Several topical therapies have been reported, often employing iontophoresis for drug delivery. Treatment cocktails have included orgotein, steroid, and verapamil.40 Improvement as measured by history and ultrasound was reported in 62% to 90% of patients, depending on the treatment group, but none of these studies have been controlled.

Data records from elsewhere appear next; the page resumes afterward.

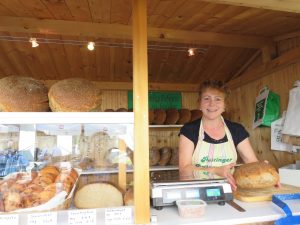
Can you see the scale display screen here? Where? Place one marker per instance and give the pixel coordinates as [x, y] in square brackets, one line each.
[213, 192]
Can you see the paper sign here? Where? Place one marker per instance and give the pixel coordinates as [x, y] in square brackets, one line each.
[12, 219]
[82, 217]
[114, 216]
[47, 218]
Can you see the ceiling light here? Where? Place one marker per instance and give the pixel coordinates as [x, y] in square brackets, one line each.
[191, 51]
[34, 43]
[91, 46]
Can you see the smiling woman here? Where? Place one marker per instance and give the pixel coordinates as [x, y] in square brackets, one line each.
[210, 144]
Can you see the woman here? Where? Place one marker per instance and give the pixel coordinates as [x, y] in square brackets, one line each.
[208, 145]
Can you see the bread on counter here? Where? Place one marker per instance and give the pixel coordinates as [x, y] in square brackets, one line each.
[256, 175]
[74, 95]
[98, 195]
[23, 94]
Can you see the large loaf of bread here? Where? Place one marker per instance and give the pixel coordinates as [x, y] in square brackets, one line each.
[74, 95]
[98, 195]
[256, 175]
[23, 94]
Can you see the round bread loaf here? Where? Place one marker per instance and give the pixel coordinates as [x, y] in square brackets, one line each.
[184, 116]
[74, 95]
[23, 94]
[98, 195]
[172, 116]
[165, 156]
[256, 175]
[154, 156]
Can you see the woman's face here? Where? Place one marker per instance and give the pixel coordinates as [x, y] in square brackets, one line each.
[212, 103]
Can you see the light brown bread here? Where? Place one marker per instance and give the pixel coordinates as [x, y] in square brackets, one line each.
[184, 116]
[256, 175]
[74, 95]
[98, 195]
[23, 94]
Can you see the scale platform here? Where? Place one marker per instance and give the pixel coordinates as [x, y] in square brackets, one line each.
[165, 193]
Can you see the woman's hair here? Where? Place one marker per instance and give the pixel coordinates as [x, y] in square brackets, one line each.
[214, 84]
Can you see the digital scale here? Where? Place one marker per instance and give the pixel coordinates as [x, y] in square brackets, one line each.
[165, 193]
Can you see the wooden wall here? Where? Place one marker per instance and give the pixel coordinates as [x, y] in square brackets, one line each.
[241, 106]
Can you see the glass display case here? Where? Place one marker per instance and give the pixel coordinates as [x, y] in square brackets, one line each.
[40, 151]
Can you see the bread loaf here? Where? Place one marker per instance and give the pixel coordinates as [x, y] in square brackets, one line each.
[165, 156]
[195, 114]
[184, 116]
[98, 195]
[23, 94]
[154, 156]
[74, 95]
[256, 175]
[159, 116]
[128, 197]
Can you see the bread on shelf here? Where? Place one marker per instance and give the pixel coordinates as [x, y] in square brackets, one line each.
[74, 95]
[98, 195]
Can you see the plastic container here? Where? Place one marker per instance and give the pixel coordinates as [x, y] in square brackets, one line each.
[192, 208]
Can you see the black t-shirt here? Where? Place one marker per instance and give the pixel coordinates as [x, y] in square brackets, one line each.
[191, 131]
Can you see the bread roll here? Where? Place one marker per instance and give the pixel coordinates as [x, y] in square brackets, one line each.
[184, 116]
[98, 195]
[159, 116]
[151, 116]
[154, 156]
[256, 175]
[165, 156]
[172, 116]
[23, 94]
[74, 95]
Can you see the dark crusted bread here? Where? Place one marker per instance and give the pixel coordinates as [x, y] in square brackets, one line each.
[74, 95]
[256, 175]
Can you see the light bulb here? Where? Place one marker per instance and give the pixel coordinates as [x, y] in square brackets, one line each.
[34, 43]
[191, 51]
[91, 46]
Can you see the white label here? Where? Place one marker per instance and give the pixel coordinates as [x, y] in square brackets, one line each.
[47, 218]
[114, 216]
[84, 217]
[12, 219]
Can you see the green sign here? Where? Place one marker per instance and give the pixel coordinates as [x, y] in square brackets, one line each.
[160, 100]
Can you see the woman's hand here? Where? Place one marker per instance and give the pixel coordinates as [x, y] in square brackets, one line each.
[225, 171]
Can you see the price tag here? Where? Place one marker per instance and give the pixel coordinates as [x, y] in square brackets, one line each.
[120, 215]
[82, 217]
[47, 218]
[12, 219]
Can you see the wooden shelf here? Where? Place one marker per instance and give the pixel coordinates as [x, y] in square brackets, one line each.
[129, 170]
[166, 126]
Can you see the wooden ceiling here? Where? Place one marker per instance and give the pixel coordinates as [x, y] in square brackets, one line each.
[228, 36]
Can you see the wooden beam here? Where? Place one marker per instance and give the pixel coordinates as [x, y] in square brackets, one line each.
[276, 5]
[265, 69]
[128, 86]
[140, 108]
[124, 32]
[287, 36]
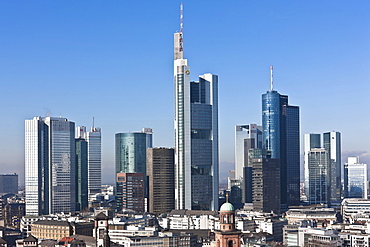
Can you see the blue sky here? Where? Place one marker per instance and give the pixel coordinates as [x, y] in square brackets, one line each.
[113, 60]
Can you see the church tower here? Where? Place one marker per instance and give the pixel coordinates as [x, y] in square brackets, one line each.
[101, 230]
[228, 235]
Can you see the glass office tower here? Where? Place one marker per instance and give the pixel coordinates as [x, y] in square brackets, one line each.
[81, 174]
[355, 179]
[130, 158]
[332, 144]
[93, 139]
[50, 168]
[319, 181]
[246, 137]
[280, 135]
[310, 141]
[196, 136]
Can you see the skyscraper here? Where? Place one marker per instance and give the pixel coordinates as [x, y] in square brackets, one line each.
[93, 139]
[280, 135]
[160, 169]
[246, 137]
[310, 141]
[242, 134]
[355, 179]
[332, 144]
[319, 178]
[196, 135]
[81, 175]
[50, 170]
[130, 157]
[9, 183]
[265, 181]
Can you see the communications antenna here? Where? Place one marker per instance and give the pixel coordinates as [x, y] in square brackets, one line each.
[181, 18]
[271, 78]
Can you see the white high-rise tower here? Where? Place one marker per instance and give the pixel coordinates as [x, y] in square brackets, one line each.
[196, 134]
[50, 171]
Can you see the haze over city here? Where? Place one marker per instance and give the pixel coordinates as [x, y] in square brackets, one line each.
[114, 61]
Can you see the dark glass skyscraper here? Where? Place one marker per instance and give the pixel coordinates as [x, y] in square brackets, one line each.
[81, 174]
[280, 135]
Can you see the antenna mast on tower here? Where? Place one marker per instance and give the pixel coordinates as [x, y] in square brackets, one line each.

Local extracorporeal shock wave therapy (ESWT) has been studied. Clearly, this therapy aims to fracture the calcified plaques, but the effect this has on the pathophysiology of the disease is unclear. Abdel-Salam and colleagues41 treated 24 patients with between 4 and 10 sessions of ESWT and reported a 59% improvement. A recent study of 42 patients treated with at least 3 sessions of ESWT (3000 shock waves 0.11–0.17 mJ/mm2) reported subjective improvement in 81% of patients, with 14% claiming excellent results and 50% endorsing significant improvements.42

Up to 30% of men with Peyronie’s disease have concomitant ED. These patients should be treated no differently than patients with ED who do not have Peyronie’s disease. Most such patients are started out on oral phosphodiesterase therapy and, if this fails, intracorporeal injections are then prescribed. The manufacturers of injectable alprostadil specifically state that their product is contraindicated in men with Peyronie’s disease, but the reason for this is that up to 30% of men on long-term injectable therapy will develop palpable Peyronie’s disease- like nodules of the tunica albuginea. It is theoretically possible that repeat needle puncture could exacerbate Peyronie’s disease.